L'histoire est... relativement oubliable. Vous incarnez Vito, vétéran de la Seconde Guerre mondiale qui a besoin d'argent et se fait entrainer par son meilleur ami dans une spirale d'auto-destruction. Leurs premiers délits et leur avidité vont vite les propulser dans des organisations criminelles qui les mettront aux centres de leurs querelles intestines, et on aura droit à toutes les étapes emblématiques : petits larcins, contrat qui tourne mal, séjour en prison, mentor, rite initiatique, ambition et trahisons.

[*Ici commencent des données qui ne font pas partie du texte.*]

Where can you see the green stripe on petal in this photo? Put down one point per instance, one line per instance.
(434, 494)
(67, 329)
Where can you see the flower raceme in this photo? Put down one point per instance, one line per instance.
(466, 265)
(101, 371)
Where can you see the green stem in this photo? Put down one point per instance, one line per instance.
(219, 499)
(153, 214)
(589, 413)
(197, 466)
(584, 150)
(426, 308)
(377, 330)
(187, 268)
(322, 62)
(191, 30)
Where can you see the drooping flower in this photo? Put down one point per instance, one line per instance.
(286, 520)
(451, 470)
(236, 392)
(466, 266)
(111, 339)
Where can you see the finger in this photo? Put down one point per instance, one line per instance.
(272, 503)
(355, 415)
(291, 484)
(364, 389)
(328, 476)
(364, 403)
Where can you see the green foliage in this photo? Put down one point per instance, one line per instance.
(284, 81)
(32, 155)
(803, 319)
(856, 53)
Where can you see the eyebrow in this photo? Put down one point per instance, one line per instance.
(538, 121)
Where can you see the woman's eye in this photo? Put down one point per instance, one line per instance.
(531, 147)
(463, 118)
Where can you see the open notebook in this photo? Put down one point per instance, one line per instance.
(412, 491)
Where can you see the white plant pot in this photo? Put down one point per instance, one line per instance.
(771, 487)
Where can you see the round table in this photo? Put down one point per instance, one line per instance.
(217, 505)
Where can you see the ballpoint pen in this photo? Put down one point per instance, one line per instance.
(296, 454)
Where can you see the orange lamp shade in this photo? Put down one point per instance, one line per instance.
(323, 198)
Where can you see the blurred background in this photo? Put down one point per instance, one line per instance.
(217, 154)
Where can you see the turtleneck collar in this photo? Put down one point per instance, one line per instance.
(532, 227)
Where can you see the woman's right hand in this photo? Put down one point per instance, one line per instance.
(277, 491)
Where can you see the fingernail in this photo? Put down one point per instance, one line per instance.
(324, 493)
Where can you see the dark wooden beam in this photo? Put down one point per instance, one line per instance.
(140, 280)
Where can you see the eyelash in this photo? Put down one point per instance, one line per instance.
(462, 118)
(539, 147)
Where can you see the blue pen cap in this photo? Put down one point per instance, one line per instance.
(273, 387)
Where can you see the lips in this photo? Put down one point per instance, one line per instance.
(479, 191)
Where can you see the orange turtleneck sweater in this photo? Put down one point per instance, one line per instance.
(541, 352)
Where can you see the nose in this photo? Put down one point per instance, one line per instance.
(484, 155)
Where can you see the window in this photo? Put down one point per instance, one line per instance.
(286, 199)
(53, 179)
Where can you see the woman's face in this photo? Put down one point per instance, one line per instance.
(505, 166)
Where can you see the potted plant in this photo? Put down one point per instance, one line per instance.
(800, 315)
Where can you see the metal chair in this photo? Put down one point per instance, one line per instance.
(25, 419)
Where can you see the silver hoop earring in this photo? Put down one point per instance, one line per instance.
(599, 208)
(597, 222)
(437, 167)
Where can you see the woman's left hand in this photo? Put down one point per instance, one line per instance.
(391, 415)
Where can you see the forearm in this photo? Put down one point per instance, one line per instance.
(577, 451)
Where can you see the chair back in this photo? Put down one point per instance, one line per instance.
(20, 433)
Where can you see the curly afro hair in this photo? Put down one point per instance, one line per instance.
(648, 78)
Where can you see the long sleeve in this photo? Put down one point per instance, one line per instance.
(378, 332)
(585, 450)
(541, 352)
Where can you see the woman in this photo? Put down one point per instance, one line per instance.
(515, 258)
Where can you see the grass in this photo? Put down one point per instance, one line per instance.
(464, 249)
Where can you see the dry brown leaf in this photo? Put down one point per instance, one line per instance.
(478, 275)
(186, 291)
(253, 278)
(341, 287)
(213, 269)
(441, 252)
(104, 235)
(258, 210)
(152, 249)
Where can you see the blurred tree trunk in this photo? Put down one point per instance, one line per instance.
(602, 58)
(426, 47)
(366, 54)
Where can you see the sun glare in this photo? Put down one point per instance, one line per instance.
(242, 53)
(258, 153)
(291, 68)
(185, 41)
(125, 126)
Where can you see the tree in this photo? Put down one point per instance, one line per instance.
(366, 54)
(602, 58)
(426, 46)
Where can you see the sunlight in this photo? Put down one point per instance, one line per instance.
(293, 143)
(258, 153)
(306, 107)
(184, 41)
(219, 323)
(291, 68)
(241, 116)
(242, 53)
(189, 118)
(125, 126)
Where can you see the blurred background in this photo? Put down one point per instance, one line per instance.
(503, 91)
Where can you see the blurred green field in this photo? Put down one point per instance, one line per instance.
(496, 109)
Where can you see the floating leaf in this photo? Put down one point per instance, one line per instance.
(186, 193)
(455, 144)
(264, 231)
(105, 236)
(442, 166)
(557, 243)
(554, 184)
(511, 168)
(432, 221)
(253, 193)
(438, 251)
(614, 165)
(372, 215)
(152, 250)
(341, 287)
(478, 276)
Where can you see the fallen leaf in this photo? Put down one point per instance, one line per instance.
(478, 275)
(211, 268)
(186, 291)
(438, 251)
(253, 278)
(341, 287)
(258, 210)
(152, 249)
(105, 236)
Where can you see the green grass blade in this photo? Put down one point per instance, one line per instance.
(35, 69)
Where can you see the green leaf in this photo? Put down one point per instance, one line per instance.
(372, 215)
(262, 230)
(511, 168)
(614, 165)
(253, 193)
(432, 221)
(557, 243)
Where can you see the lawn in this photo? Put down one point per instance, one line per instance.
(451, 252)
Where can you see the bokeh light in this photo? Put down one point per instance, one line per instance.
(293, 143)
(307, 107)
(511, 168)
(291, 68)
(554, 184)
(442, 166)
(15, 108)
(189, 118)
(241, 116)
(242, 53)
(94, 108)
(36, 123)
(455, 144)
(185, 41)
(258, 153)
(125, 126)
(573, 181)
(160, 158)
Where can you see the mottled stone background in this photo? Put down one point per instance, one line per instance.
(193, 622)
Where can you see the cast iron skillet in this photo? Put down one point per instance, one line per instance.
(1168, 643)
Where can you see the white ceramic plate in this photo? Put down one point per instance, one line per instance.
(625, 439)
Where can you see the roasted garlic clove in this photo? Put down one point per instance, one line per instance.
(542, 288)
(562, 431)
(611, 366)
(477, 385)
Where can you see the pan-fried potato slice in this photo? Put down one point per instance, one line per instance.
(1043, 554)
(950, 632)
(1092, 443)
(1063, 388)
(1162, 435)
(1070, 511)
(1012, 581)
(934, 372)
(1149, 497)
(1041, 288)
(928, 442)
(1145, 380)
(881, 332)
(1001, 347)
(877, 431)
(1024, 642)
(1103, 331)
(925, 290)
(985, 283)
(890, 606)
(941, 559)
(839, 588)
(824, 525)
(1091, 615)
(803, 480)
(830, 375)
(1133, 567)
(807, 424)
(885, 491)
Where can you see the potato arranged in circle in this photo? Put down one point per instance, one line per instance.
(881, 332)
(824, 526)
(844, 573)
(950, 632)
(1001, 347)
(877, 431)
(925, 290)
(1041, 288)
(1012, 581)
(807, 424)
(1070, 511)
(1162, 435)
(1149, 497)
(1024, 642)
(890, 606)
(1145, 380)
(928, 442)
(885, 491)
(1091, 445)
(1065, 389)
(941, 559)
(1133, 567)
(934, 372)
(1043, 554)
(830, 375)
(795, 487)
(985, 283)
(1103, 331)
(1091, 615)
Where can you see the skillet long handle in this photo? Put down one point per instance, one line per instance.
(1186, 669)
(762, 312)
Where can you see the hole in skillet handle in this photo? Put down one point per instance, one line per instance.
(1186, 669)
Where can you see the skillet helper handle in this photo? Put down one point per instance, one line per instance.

Tout est parfaitement retranscrit dans des environnements détaillés et immersifs, grâce à un moteur maison qui fait encore étonnamment bien le taf 15 ans plus tard.
Mais cette histoire ne serait rien sans la véritable âme du jeu : votre pote Joe Barbaro, brillamment doublé par Robert Costanzo, et dont la relation fraternelle avec Vito donne lieu à des dialogues formidables au doux parfum de buddy movie.
Mafia 2 est un jeu que je ne pourrais recommander qu'aux inconditionnels de films et séries mafieuses. Si ce thème vous fait vibrer autant que moi, vous passerez certainement un bon moment. Dans le cas contraire, vous avez mieux à faire.